We used perception of performance for four reasons. First, employee perceptions are an important outcome because they influence behaviors, which in turn impact objective measures (Zohar and Luria 2003). Second, staff perceptions of performance are a valid indicator of performance (Ketokivi and Schroeder 2004). This is because employees are close to the work and often know if system failures are decreasing or increasing. Research has found that nurses' perceptions of safety are correlated with objective measures of safety outcomes, such as mortality, readmissions, and length of stay (Hansen et al. 2010, Hofmann and Mark 2006, Huang et al. 2010, Singer et al. 2009). Third, employee perceptions have been widely used as outcome measures in operations management research because they enable comparison across organizations (Anderson et al. 2013a,b, Atuahene‐Gima 2003, Bardhan et al. 2012, Chandrasekaran and Mishra 2012, Flynn et al. 1995, Kaynak 2003, Swink et al. 2006). Finally, the use of a perceptual measure was necessitated by hospitals' unwillingness to share data on safety incidents.
Our dependent variable was the change in PIP from the pre‐ to the post‐period. The use of change scores allowed us to examine change over time (Fitzmaurice 2001). To create a composite change score for each work area, we used the pre‐data to calculate the mean of the four items for each nurse, and then averaged by work area. We repeated this process for the post‐data and subtracted each work area's pre‐score from its post‐score. We calculated intra‐class correlations (ICC) and a mean inter‐rater agreement score (r WG) to test whether aggregation of PIP was appropriate. Significant (ICC[1] = 0.06, F = 5.69, p < 0.000, and ICC[2] = 0.82) supported aggregation (Bliese 2000). The r WG for nurses' rating of PIP was 0.60, which also was sufficient for aggregation (Zellmer‐Bruhn 2003). Furthermore, our use of a change score as our dependent variables met the two conditions specified by Bergh and Fairbank (2002): the reliabilities of our survey measures for PIP in pre‐ and post‐periods were high (0.84 and 0.86, respectively) and the correlation between the measures from the two different time periods was low (ρ = 0.24, p < 0.001). As is common in studies using a change score (Bergh and Fairbank 2002), the correlation between the change score and the PIP measure in the pre‐period was negative (ρ = −0.67, p < 0.001). This indicates that there was a greater opportunity for improvement in PIP among work areas with a low PIP in the pre‐period (Fitzmaurice 2001). Therefore, to control for impact of a work area's starting point on the change in PIP, we included a dichotomous variable indicating whether PIP in the pre‐period was in the lower quartile (“bottom quartile for 2004 PIP”).

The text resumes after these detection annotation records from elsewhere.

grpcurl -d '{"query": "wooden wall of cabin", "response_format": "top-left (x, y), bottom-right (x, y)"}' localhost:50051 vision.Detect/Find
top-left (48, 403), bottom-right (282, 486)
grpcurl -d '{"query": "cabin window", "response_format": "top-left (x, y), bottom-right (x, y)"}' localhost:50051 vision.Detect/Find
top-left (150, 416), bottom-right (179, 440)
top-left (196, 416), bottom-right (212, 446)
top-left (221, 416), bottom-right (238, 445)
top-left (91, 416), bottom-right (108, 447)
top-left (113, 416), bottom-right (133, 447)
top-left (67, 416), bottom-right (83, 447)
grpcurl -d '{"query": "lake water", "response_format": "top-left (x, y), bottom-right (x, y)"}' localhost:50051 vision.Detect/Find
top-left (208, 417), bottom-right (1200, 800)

The variable was coded “1” if the work area was in the bottom quartile of work areas in PIP in the pre‐period and “0” for all others. This method enabled us to test for the change in PIP while controlling for a low starting point.
Control Variables
For H1, which tested the overall impact of our MBWA‐based program, the large sample size enabled us to include the following control variables: major teaching hospital (1 = yes, 0 = no); Dun & Bradstreet's measure of the hospital's financial stress, with higher numbers indicating a higher likelihood that the business will seek legal relief from creditors or cease operations without paying creditors in full over the next 12 months; a set of dummy variables for the number of hospital beds (reference group = less than 100 beds; medium = 100–250 beds; large = more than 250 beds); and a set of dummy variables for type of work area (reference group = non‐clinical; OR/PACU; ICU; ED; Med/Surg unit; and other clinical unit). Data on size and teaching came from the 2004 American Hospital Association Survey of Hospitals.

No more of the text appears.